I’ve written to Francesca Schironi, author of To Mega Biblion, which I discussed last week, asking if she has any ideas about papyri that preserve the start and end of books of the multi-volume Greek histories. Those would surely be interesting to see.
A little time this evening I spent reading chunks of the Fabulae of Hyginus (late 1st century BC), a schoolboy abbreviation of the original, which gives us much on Greek myth. An English translation may be found here, although the level of interest is low.

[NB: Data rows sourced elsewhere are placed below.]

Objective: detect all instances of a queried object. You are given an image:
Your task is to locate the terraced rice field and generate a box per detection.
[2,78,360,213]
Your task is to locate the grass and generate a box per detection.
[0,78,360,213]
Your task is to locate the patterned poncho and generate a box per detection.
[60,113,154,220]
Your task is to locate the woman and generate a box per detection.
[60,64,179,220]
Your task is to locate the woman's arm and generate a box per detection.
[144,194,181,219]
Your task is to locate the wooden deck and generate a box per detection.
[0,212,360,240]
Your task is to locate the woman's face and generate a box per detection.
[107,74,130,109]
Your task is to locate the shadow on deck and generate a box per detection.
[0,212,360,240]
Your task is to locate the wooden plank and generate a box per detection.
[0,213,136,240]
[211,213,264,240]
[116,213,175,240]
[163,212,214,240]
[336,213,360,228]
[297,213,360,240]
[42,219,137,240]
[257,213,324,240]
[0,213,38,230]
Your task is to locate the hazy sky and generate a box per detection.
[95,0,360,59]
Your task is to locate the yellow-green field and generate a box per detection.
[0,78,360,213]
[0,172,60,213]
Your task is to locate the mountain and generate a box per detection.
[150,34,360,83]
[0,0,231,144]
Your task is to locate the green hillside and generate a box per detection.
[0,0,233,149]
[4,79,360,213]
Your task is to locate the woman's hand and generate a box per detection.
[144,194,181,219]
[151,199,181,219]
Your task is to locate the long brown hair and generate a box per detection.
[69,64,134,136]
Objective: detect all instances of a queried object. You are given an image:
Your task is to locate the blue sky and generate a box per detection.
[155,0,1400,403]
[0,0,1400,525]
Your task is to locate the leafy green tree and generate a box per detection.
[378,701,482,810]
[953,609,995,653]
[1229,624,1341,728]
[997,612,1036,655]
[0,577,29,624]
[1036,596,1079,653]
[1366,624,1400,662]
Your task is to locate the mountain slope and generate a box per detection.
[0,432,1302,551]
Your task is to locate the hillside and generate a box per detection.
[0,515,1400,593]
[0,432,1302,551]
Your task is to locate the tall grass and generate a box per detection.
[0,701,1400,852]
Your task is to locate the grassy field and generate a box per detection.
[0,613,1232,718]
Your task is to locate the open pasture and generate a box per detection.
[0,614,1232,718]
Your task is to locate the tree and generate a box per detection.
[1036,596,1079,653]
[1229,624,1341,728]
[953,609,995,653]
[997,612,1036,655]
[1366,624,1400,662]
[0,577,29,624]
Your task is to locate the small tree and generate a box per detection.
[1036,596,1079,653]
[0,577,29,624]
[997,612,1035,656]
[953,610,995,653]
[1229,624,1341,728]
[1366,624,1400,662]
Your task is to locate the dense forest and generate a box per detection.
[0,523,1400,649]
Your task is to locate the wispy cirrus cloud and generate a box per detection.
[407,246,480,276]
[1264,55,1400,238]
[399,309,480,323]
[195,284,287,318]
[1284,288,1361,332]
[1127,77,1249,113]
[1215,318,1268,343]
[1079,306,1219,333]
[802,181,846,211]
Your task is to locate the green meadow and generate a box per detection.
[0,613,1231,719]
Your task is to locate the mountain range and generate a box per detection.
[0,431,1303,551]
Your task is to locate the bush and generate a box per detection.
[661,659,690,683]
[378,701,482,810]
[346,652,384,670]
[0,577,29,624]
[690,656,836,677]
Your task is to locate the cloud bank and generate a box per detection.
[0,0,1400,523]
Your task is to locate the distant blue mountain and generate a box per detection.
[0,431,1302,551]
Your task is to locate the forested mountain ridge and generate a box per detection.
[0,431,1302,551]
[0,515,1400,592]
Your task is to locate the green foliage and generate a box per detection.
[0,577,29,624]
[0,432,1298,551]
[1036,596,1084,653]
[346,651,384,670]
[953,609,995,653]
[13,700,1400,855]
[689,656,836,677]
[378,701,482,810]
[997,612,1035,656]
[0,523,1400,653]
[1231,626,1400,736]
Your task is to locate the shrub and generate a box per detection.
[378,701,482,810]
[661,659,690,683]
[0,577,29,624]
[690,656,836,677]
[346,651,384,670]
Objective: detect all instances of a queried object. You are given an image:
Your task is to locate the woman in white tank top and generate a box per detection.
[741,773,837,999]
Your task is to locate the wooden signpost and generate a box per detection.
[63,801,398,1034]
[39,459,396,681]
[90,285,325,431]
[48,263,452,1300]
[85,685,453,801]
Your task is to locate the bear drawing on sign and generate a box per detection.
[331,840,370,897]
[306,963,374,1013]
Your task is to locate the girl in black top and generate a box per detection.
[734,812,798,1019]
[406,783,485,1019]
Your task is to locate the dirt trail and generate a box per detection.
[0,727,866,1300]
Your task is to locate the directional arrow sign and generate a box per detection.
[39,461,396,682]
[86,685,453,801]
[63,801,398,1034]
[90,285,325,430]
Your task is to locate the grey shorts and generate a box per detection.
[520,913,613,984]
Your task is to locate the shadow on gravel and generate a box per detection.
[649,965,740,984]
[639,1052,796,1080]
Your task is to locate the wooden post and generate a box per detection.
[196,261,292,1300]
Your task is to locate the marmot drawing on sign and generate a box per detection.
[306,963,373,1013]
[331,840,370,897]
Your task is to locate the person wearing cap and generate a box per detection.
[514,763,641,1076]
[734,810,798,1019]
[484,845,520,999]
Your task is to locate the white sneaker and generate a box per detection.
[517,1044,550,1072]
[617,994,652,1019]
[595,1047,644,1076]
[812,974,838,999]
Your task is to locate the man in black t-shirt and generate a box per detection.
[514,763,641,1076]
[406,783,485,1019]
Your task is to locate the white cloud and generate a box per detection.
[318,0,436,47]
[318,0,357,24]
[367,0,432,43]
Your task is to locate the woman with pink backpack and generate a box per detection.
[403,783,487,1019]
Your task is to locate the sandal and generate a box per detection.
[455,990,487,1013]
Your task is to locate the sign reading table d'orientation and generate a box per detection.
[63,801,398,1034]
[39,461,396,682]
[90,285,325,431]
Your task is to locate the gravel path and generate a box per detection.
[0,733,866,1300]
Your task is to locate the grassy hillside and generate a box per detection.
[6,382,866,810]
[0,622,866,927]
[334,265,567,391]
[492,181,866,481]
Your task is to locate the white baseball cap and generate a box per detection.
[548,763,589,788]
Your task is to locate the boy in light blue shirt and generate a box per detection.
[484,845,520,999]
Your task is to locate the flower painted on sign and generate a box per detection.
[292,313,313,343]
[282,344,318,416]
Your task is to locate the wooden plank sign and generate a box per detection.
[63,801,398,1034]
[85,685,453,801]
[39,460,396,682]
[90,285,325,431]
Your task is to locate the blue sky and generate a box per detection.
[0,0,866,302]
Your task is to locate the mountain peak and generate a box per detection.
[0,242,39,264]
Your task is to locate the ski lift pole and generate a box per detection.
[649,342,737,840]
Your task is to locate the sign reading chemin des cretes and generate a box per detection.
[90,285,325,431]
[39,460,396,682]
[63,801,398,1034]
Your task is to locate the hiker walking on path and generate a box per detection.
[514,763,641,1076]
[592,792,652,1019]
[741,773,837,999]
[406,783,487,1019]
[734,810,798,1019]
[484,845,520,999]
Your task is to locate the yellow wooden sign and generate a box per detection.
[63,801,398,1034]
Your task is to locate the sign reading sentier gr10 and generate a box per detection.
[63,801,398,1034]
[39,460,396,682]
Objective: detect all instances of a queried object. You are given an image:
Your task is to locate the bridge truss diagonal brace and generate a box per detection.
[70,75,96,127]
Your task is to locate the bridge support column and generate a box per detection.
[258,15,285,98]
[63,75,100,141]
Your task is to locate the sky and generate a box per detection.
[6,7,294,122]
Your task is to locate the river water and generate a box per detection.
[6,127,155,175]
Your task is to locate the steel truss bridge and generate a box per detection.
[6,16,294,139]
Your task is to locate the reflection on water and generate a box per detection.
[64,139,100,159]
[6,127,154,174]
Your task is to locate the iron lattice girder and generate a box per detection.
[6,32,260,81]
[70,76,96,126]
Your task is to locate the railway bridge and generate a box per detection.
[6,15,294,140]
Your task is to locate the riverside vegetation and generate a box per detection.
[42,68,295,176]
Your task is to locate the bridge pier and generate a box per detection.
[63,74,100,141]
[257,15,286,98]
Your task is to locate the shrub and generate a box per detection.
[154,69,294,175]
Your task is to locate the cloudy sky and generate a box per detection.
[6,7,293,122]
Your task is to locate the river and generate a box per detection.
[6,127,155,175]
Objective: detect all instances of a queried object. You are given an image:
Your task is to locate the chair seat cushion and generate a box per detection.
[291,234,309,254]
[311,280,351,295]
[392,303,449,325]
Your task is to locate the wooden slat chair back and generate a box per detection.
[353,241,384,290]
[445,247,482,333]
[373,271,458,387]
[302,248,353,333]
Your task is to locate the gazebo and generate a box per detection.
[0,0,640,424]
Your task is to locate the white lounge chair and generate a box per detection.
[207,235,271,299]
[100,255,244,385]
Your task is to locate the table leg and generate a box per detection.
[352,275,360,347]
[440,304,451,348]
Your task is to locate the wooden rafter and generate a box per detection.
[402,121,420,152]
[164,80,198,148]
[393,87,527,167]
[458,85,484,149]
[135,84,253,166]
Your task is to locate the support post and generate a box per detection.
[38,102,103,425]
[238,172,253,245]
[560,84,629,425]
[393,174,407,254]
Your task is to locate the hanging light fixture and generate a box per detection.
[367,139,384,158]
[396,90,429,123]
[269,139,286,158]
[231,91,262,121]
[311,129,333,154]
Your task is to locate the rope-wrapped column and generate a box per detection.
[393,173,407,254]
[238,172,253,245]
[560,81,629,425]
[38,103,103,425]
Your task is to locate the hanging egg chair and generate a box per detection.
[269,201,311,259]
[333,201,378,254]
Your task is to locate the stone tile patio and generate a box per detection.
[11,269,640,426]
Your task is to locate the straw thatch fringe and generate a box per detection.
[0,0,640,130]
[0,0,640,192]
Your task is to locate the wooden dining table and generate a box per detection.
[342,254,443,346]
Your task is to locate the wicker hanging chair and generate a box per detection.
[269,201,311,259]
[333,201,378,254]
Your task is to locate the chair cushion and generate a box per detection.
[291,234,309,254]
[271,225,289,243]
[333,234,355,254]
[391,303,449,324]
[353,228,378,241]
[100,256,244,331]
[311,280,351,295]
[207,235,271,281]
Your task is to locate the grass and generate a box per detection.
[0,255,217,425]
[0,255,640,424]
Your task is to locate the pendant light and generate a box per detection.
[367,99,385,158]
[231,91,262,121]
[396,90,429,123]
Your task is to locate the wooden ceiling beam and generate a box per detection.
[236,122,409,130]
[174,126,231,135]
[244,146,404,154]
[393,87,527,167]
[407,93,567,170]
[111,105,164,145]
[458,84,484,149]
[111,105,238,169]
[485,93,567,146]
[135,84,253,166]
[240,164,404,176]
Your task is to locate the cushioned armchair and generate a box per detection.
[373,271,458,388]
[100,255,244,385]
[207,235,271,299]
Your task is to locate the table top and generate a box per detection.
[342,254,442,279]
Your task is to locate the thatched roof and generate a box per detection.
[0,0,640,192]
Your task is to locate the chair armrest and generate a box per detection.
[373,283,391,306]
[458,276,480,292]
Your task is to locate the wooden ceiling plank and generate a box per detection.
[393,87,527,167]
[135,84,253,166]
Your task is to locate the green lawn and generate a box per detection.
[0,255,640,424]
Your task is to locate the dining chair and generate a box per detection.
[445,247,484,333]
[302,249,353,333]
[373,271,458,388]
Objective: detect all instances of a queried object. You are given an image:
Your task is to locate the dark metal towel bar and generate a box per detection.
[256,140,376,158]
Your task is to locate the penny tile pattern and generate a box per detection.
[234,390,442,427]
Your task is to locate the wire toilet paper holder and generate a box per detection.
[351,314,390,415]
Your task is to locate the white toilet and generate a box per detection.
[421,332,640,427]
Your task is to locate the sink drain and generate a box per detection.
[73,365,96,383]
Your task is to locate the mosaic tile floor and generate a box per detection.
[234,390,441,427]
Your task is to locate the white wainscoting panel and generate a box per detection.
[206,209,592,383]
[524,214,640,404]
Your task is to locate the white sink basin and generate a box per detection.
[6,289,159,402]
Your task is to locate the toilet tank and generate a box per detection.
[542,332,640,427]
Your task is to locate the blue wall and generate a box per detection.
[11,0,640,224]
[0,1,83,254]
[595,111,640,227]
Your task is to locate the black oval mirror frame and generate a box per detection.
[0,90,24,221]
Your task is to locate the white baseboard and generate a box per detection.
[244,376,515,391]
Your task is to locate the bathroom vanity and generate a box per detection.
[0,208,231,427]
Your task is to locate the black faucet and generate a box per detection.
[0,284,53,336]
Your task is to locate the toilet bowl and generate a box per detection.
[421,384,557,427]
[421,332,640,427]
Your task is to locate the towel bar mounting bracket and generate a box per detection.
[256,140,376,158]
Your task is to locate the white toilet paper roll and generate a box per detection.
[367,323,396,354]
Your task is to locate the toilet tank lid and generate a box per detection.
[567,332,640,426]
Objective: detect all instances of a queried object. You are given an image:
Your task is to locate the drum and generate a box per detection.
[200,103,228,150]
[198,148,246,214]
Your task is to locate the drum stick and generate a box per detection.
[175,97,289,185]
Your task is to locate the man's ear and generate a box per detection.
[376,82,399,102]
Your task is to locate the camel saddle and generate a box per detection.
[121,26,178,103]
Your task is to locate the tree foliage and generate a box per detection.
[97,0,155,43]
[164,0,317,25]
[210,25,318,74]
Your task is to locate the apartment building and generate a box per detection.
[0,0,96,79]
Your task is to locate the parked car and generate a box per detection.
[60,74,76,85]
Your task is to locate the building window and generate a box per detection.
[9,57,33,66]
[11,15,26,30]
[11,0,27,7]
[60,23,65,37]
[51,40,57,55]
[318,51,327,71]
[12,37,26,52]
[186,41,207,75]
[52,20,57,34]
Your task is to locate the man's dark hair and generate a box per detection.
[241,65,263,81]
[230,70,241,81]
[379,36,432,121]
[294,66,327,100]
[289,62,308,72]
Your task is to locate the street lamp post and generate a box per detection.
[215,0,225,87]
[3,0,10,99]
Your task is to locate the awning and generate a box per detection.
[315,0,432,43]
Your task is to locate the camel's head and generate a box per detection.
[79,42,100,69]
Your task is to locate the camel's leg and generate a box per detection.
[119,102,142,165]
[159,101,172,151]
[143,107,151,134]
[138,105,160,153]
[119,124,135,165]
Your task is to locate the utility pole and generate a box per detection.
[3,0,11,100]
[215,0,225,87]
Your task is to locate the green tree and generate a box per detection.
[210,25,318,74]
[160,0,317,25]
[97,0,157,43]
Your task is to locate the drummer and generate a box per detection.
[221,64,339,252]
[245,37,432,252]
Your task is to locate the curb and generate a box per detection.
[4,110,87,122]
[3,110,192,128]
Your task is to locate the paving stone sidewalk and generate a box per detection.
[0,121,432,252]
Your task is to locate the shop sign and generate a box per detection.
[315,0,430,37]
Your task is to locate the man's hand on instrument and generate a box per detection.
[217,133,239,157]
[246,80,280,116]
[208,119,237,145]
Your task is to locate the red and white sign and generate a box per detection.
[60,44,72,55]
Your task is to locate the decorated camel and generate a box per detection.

One of the more interesting entries is 221, on the Seven Sages:
 CCXXI. SEVEN WISE MEN
Pittacus of Mitylene, Periander of Corinth, Thales of Miletus, Solon of Athens, Chilon of Sparta, Cleobulus of Lindus, Bias of Priene. Their sayings are as follows:
Moderation is best, says Cleobulus of Lindus;
Everything should be carefully studied, comes from Periander of Ephyre;
Know thy opportunity, says Pittacus of Mitylene;
Bias, he of Priene, avers that most men are bad:
and Thales of Miletus says: Suretyship is the precursor of ruin;
Know thyself, says Chilon, sprung from Lacedaemon;
and Cecropian Solon enjoins: Nothing in excess.
The association of these people with sayings, even at this date, is interesting. Sayings literature blossoms during the imperial and Byzantine periods, and legends of the Seven Sages with it.
I gather that this text is yet another one that only just survived. Apparently a single manuscript made it to the renaissance, only to be dismembered at the printer.
It’s a busy time of year. Expect sporadic posting!